В самый разгар испанских событий изображение снова расплылось, а шум снаружи, проникнув сквозь стены, перекрыл мужской разговор на экране в фашистском штабе, куда привели плененного Сергея…
Зрители дружно повалили вон из зала. Я тоже пошел.
Там было дело.
Киномеханик и конюх бились насмерть.
Сашка был вне себя от ярости, потому что ему предстояло на этой старинной картине вытянуть план и добыть себе квартальную премию, и он, разумеется, не мог смириться с посягательством на свои жизненно важные интересы. Что же касается Бурмантова Федьки — то для него в лице Сашки как бы воплотился воображенный спьяна соперник.
Глухие удары перемежались стенаньем и уханьем.

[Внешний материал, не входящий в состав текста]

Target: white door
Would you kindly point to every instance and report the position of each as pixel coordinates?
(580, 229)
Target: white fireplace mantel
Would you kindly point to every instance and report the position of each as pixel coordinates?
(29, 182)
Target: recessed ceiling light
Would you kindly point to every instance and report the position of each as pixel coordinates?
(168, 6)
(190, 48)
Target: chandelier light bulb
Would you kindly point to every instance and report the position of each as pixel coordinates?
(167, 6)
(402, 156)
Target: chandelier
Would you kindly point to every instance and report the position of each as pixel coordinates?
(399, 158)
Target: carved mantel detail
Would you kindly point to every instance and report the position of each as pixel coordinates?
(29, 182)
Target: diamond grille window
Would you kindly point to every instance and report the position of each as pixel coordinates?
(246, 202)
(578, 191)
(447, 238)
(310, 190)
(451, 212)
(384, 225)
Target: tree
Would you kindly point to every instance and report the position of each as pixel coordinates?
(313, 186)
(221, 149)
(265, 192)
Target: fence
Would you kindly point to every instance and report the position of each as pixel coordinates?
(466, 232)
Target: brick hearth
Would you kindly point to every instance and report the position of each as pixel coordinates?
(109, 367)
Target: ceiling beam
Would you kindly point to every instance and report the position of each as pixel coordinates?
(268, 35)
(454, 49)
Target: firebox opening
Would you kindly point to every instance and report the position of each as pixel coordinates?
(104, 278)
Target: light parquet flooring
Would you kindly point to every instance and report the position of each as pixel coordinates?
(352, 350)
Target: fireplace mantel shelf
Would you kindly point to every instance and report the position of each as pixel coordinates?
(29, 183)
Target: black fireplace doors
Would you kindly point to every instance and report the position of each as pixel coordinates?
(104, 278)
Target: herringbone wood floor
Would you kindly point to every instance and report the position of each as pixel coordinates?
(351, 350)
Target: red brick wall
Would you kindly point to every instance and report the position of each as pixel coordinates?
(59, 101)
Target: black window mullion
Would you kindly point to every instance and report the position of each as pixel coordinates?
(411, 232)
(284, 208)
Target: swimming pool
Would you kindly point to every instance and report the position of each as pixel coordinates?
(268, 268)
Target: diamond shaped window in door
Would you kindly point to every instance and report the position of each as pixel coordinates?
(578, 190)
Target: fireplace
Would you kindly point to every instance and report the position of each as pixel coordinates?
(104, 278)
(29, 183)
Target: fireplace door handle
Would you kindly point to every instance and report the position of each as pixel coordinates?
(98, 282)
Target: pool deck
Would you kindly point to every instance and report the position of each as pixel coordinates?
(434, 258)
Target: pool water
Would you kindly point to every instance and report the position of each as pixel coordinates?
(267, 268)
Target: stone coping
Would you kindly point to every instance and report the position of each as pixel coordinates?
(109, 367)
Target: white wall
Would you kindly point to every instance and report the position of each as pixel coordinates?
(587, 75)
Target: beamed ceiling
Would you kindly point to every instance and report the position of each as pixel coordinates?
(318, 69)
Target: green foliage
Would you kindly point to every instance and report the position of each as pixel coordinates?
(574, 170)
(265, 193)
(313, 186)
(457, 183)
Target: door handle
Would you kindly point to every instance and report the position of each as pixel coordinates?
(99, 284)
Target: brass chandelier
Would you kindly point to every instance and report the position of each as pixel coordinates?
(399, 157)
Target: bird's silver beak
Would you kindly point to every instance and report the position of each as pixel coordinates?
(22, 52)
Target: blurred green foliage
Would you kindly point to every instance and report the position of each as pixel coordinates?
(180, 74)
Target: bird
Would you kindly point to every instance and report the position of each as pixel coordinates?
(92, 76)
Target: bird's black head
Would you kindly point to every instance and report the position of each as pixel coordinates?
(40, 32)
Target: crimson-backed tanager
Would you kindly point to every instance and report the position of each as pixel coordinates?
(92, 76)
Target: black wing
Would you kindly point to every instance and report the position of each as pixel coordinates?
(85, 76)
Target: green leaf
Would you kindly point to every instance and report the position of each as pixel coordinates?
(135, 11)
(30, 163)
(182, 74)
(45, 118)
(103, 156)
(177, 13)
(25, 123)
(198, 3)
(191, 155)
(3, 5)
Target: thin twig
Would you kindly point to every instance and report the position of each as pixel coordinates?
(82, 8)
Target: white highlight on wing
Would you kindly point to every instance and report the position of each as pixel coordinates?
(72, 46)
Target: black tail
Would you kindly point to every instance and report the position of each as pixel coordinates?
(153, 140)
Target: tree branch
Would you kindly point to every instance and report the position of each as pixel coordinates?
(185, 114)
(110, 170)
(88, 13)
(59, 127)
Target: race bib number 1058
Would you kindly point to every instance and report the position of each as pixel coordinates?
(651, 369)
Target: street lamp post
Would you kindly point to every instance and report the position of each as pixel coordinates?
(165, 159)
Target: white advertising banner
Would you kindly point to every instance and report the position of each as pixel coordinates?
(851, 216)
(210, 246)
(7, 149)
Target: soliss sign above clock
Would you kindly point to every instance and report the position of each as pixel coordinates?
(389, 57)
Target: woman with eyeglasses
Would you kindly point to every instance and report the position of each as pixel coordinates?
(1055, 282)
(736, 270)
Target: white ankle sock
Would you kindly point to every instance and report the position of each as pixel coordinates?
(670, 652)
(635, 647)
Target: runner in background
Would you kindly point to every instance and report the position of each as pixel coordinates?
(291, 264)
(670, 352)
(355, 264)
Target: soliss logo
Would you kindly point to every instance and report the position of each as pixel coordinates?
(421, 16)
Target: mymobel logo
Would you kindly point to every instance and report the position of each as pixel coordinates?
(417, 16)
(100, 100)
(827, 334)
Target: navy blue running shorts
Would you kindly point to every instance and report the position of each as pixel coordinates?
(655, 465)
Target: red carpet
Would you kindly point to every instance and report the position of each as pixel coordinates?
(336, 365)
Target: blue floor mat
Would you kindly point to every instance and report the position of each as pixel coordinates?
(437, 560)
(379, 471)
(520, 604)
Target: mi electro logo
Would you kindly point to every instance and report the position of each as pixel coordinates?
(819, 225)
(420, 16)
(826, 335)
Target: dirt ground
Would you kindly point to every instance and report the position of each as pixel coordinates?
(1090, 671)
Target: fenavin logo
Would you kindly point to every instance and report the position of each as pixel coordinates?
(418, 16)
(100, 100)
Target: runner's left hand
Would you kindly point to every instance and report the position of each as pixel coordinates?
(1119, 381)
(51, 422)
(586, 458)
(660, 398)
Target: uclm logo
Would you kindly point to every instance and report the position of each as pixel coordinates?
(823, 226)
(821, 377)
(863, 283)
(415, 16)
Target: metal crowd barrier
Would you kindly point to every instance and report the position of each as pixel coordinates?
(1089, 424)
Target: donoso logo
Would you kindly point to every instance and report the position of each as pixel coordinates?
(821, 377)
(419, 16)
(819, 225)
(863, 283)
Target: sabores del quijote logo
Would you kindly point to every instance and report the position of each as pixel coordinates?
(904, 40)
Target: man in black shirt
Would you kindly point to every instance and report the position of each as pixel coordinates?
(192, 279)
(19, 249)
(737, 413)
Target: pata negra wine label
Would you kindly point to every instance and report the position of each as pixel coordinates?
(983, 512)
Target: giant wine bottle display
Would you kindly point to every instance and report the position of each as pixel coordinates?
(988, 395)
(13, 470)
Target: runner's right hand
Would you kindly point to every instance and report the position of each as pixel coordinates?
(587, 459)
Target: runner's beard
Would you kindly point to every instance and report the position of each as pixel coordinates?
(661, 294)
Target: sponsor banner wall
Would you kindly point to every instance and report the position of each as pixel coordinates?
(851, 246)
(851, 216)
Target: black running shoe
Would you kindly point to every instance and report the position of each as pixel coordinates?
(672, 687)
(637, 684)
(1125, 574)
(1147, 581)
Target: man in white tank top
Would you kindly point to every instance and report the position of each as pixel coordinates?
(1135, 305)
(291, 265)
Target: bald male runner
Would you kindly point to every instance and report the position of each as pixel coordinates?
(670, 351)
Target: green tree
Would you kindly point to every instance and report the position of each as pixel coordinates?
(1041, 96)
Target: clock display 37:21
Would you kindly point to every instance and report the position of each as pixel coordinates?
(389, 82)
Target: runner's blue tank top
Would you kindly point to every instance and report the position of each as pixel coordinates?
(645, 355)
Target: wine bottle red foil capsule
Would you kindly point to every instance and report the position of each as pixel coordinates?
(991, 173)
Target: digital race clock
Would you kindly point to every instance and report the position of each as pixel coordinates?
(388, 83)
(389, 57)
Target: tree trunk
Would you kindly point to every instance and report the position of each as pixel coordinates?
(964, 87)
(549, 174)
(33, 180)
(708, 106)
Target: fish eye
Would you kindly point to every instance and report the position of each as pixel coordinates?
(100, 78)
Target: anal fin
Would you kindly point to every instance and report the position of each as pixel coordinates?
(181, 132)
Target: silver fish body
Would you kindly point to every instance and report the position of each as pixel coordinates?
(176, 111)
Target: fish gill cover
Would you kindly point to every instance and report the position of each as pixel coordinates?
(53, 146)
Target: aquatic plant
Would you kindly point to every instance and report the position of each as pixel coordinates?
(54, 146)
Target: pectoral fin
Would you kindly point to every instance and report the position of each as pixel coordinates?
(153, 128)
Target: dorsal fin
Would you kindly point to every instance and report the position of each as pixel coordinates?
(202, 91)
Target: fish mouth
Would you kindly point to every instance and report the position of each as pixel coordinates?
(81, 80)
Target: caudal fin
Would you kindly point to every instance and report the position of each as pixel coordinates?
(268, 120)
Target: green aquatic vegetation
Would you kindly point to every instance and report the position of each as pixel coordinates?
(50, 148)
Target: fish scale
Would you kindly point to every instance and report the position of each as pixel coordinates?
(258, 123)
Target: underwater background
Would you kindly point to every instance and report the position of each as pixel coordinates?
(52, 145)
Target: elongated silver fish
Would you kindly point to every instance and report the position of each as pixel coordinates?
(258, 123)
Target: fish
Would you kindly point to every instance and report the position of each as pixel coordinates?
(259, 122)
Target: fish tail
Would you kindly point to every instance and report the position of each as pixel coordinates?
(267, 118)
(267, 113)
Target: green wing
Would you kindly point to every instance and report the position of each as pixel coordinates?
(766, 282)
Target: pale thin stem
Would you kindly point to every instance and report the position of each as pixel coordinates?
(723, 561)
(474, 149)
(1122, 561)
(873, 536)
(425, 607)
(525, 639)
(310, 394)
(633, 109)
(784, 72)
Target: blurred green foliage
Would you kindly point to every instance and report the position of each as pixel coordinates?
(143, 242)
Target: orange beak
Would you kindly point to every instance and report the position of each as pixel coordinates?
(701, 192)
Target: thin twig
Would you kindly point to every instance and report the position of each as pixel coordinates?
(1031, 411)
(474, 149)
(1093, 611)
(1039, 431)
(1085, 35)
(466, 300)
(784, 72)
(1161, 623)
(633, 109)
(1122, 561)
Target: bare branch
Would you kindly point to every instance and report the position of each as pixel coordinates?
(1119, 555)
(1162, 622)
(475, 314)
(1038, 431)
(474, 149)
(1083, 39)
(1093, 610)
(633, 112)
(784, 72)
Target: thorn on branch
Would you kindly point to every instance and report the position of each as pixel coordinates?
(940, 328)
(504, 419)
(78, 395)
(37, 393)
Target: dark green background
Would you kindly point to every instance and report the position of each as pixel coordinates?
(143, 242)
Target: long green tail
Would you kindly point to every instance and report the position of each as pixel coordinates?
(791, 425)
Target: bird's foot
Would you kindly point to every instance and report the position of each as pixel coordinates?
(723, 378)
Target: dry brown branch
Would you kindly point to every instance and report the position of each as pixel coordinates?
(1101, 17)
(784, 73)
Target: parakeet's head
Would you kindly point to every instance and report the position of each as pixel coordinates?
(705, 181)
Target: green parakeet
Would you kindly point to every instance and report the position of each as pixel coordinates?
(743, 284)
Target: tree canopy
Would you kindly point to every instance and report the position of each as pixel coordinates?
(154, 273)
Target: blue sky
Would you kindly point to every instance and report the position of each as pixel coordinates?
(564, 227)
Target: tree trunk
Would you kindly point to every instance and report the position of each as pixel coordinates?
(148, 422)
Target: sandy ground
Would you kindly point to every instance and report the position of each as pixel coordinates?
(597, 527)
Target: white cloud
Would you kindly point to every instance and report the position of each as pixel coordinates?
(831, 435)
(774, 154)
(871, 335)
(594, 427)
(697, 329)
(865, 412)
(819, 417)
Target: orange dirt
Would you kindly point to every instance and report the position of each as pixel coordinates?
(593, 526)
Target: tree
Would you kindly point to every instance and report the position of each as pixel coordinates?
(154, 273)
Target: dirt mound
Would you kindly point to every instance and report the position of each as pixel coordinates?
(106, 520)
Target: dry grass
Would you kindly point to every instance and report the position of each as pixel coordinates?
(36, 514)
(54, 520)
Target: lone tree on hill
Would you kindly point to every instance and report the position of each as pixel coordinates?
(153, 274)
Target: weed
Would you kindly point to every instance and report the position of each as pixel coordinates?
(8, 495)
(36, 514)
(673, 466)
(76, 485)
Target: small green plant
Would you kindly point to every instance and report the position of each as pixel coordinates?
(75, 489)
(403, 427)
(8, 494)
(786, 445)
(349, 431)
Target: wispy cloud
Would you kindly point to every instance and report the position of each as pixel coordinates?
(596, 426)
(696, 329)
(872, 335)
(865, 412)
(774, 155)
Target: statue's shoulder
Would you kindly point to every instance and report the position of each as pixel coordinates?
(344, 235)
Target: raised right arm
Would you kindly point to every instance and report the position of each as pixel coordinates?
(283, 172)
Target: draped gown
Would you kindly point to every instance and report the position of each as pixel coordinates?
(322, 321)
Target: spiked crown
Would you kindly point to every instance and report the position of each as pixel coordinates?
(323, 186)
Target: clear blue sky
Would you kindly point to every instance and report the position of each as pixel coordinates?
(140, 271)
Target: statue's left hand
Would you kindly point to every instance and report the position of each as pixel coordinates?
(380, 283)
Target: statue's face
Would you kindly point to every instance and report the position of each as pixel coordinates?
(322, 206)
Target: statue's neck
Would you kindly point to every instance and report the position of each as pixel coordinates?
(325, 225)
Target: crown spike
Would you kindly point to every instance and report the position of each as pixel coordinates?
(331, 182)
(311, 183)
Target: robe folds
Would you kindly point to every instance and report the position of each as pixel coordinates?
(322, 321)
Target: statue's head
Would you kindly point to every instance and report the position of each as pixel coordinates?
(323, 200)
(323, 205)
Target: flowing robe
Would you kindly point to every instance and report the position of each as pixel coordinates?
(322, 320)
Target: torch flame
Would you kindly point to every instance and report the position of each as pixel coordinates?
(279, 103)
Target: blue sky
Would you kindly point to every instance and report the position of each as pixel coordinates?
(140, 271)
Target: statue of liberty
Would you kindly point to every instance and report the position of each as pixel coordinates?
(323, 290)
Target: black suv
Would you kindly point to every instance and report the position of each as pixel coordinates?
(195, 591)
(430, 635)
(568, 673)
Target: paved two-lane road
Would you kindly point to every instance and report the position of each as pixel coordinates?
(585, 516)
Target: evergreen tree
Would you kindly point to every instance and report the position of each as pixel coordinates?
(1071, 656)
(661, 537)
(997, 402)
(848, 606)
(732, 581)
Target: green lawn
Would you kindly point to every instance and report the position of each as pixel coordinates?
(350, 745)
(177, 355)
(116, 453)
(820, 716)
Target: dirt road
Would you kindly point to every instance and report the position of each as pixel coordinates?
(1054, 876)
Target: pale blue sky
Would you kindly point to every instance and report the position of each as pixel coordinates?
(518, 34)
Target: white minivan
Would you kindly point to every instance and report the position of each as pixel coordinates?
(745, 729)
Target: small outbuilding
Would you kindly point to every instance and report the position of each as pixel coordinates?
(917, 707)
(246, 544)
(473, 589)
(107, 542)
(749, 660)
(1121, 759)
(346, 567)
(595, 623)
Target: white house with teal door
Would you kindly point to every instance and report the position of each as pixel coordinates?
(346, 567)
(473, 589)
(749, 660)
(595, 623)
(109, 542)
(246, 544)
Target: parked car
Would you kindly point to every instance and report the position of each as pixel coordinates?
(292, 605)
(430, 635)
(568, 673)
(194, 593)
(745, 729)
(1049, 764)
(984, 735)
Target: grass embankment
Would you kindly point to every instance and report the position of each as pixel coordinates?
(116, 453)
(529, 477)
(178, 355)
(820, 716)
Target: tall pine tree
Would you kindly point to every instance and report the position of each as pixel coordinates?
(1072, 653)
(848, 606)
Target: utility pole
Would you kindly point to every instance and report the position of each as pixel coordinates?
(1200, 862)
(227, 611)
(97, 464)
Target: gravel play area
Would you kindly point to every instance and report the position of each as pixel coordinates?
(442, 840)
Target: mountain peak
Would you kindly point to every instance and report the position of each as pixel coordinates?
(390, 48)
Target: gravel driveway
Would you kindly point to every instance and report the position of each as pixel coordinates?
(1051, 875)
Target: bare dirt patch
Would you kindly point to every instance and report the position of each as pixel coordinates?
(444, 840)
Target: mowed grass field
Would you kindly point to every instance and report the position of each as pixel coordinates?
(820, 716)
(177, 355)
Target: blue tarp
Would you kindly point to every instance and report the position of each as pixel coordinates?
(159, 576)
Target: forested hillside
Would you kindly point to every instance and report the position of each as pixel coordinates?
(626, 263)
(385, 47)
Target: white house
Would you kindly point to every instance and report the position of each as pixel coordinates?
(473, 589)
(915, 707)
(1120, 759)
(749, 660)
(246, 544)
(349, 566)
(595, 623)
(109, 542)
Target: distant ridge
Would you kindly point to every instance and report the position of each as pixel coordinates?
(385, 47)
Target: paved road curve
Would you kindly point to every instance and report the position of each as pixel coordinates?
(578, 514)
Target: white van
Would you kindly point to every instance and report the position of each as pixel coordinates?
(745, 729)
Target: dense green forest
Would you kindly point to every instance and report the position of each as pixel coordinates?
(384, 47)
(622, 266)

У конюха текла юшка из носа, заплыл глаз, а Сашкина спина уже была вываляна в пыли. Но еще представлялось неясным, чья возьмет.
Это был честный богатырский бой, и никто из многочисленных зрителей не смел вмешаться в него — смотрели с уважительным молчанием. И я не решился нарушить обстоятельства поединка, прийти на помощь Сашке: тогда уж все могло обернуться проблемой своих и чужих, и киносеансу грозила бы опасность остаться незавершенным…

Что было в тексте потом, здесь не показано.